Forward-Looking Statements

This press release may contain certain statements relating to future results which are forward-looking statements. These statements are not historical facts, but instead represent only CytRx’s belief regarding future events, many of which, by their nature, are inherently uncertain and outside of CytRx’s control. Forward-looking statements include those relating to the offering of CytRx’s securities, including as to the consummation of the offering described above, the expected proceeds from the offering, the intended use of proceeds and the timing of the closing of the offering, which may be affected by, among others, delays in satisfying or failure to satisfy closing conditions for the registered direct offering and the concurrent private placement and adverse changes in general economic and market conditions.

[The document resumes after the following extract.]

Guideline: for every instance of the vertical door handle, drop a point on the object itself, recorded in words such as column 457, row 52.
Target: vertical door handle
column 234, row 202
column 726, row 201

Forward-looking statements also includes statements relating to the potential receipt of EMA and FDA approval of arimoclomol, the CytRx’s potential receipt of future milestone and royalty payments from Orphazyme and the achievement of long-term value for the CytRx’s stockholders. Such statements involve risks and uncertainties that could cause actual events or results to differ materially from the events or results described in the forward-looking statements, including risks and uncertainties relating to the ability of Orphazyme to obtain regulatory approval for, manufacture and commercialize its products and therapies that use arimoclomol; the results of clinical trials involving arimoclomol; the amount, if any, of future milestone and royalty payments that we may receive from Orphazyme; and other risks and uncertainties described in the most recent annual and quarterly reports filed by the CytRx with the SEC, including disclosures under the heading “Risk Factors”, and current reports filed since the date of the CytRx’s most recent annual report. All forward-looking statements are based upon information available to the CytRx on the date the statements are first published. The CytRx undertakes no obligation to publicly update or revise any forward-looking statements, whether as a result of new information, future events or otherwise.

FAQ

What is the total amount raised by CytRx Corporation in the recent securities purchase agreement?

CytRx Corporation raised approximately $10 million through the securities purchase agreement.

What are the terms of the preferred stock offered by CytRx?

CytRx is offering 8,240 shares of Series C Preferred Stock at a purchase price of $1,000 per share, convertible into up to 9,363,637 shares of common stock.

What is the exercise price for the investment option granted to the investor?

The exercise price for the investment option is $0.88 per share.

What are the intended uses of the net proceeds from CytRx's recent offering?

The net proceeds from the offering will be used for working capital purposes.

When is the expected closing date for the securities purchase agreement?

The expected closing date for the offering is on or about July 15, 2021.